Di sisi lain, kata dia, luas Indonesia 1/8 dunia.
Baca juga: Wamenkumham Beberkan 5 Misi RKUHP Ke Mahasiswa di Palangka Raya: Dekolonisasi Hingga Modernisasi
"Jadi dengan kondisi kita yang multietnis, multireligi, dan multiculture tidak mudah untuk menyusun KUHP dan kita tidak akan menghasilkan KUHP yang sempurna, tidak akan mungkin," kata Eddy dalam acara Kumham Goes To Campus di Universitas Palangkaraya pada Rabu (26/10/2022).
"Pasti ada menimbulkan kontroversi dan kita akan mencari win-win solution dalam formulasi RKUHP," sambung dia.
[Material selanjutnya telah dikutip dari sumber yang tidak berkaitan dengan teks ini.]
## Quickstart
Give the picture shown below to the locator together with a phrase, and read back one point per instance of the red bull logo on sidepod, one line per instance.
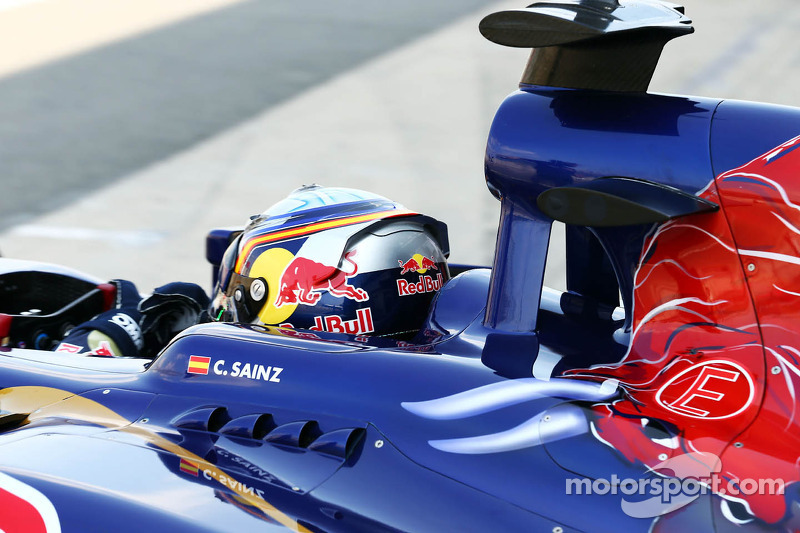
(303, 281)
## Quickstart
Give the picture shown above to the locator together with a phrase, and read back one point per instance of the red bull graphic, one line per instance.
(304, 280)
(26, 510)
(425, 284)
(417, 263)
(336, 324)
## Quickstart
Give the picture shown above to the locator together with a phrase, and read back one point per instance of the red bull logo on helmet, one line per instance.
(425, 284)
(417, 263)
(304, 280)
(336, 324)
Kedua, lanjut dia, harus diakui bersama bahwa hukum pidana bisa boleh dikatakan bidang hukum paling sial karena natur dari hukum pidana.
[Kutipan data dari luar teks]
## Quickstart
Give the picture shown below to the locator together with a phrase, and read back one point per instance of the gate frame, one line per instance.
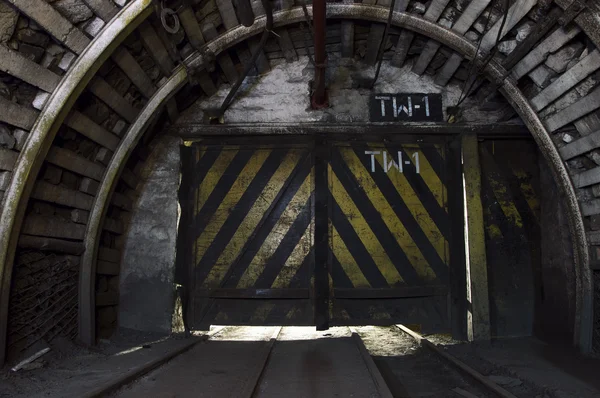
(320, 135)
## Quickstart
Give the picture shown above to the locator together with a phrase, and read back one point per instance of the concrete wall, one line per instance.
(283, 95)
(148, 263)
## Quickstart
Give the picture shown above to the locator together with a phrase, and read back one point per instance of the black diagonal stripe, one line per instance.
(340, 279)
(222, 188)
(275, 263)
(204, 165)
(298, 175)
(355, 247)
(403, 213)
(437, 213)
(434, 158)
(302, 276)
(373, 218)
(252, 193)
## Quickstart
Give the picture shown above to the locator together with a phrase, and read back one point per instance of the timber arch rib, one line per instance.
(154, 93)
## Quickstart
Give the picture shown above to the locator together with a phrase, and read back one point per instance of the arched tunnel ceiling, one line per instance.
(49, 46)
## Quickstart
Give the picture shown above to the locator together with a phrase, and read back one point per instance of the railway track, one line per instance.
(282, 362)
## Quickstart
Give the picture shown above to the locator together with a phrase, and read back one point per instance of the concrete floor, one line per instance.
(308, 363)
(303, 363)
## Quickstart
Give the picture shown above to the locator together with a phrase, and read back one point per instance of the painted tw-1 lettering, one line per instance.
(397, 163)
(406, 107)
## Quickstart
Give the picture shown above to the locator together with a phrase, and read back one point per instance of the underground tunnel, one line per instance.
(255, 198)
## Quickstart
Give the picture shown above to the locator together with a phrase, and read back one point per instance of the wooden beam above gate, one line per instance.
(194, 131)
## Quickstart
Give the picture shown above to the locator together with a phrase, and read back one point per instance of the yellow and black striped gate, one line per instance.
(249, 234)
(323, 232)
(389, 234)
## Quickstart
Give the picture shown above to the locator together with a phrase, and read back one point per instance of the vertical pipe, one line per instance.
(319, 99)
Hukum pidana, kata dia, di satu sisi lebih berorientasi pada negara.
Baca juga: Mahfud Sebut RKUHP Karya Anak Bangsa Disahkan Akhir Tahun Ini
Pidana sendiri, lanjut dia, bermakna nestapa yang diberikan oleh negara.
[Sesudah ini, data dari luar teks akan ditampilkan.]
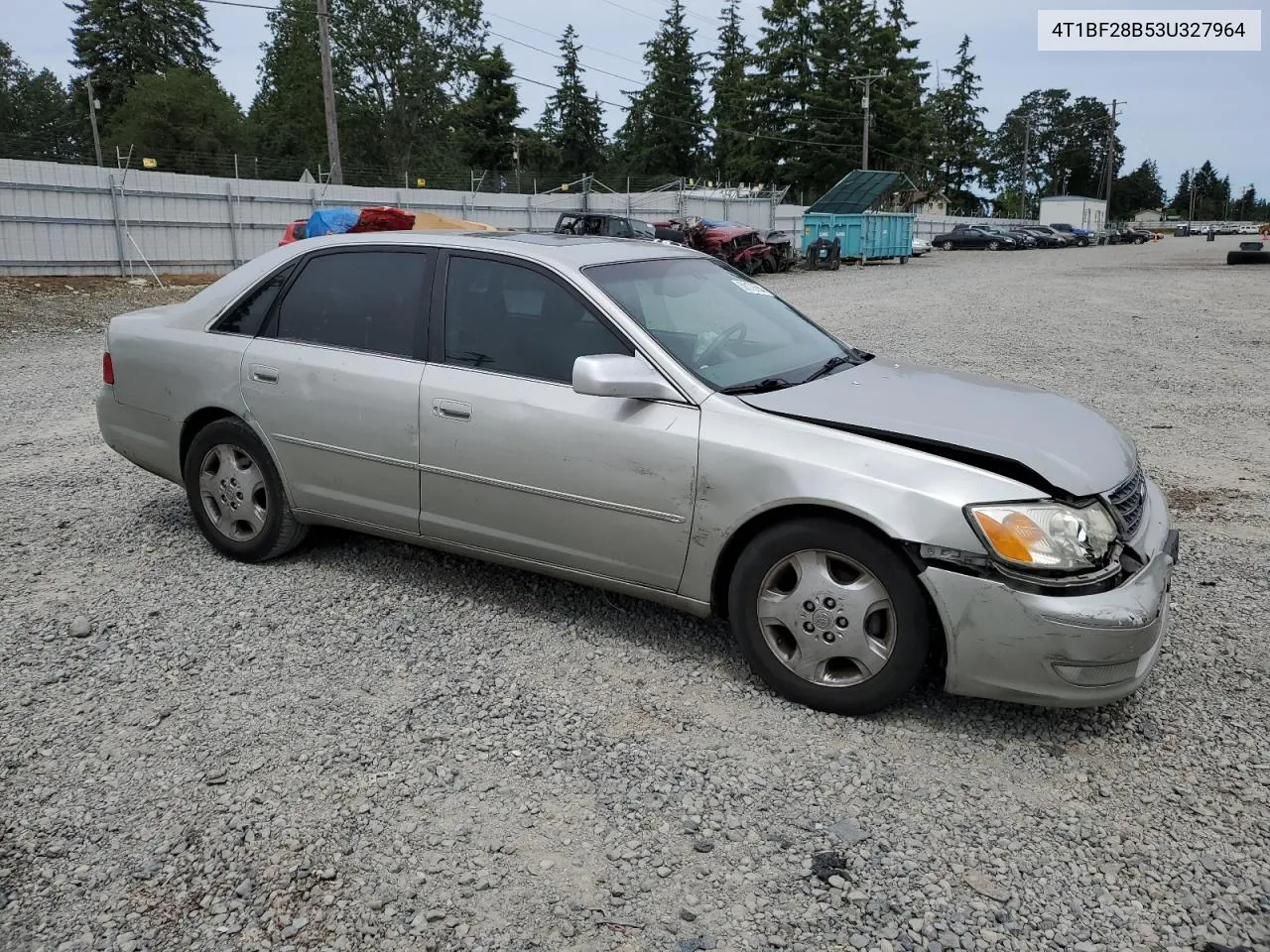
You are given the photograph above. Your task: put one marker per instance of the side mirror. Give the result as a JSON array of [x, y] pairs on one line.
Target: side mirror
[[620, 376]]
Dengan demikian, hukum pidana memang memposisikan negara tidak sederajat dengan warga negara.
Hal tersebut, kata dia, selalu mendapat kritik bahwa hukum pidana mengekang kebebasan, mengekang hak asasi manusia, dan sebagainya.
"Jadi naturnya hukum pidana ini yang membuat kita harus paham betul mengapa ada aturan-aturan yang begitu ketat yang akan diterapkan kepada warga negara," ucap dia.
Terakhir, kata dia, adalah perubahan pola pikir menuju paradigma hukum pidana modern.
Menurutnya hal tersebut menjadi sulit karena baik aparat penegak hukum dan terlebih rakyat selalu menginginkan proses hukum segera dan hukuman seberat-beratnya bagi pelaku tindak pidana.
Dampaknya, kata dia, terhadap Kementerian Hukum dan HAM karena jumlah narapidana itu jauh melebihi kapasitas di mana kapasitas hanya 160 ribu orang sementara jumlah narapidana itu sudah 270 ribu.
"Jadi perubahan mind set masyarakat untuk lebih berorientasi pada keadilan restoratif ini, ini yang harus kita bangun bersama, tidak hanya aparat penegak hukum tapi yang lebih penting adalah masyarakat dan kita semua untuk memahami paradigma hukum pidana modern," kata Eddy.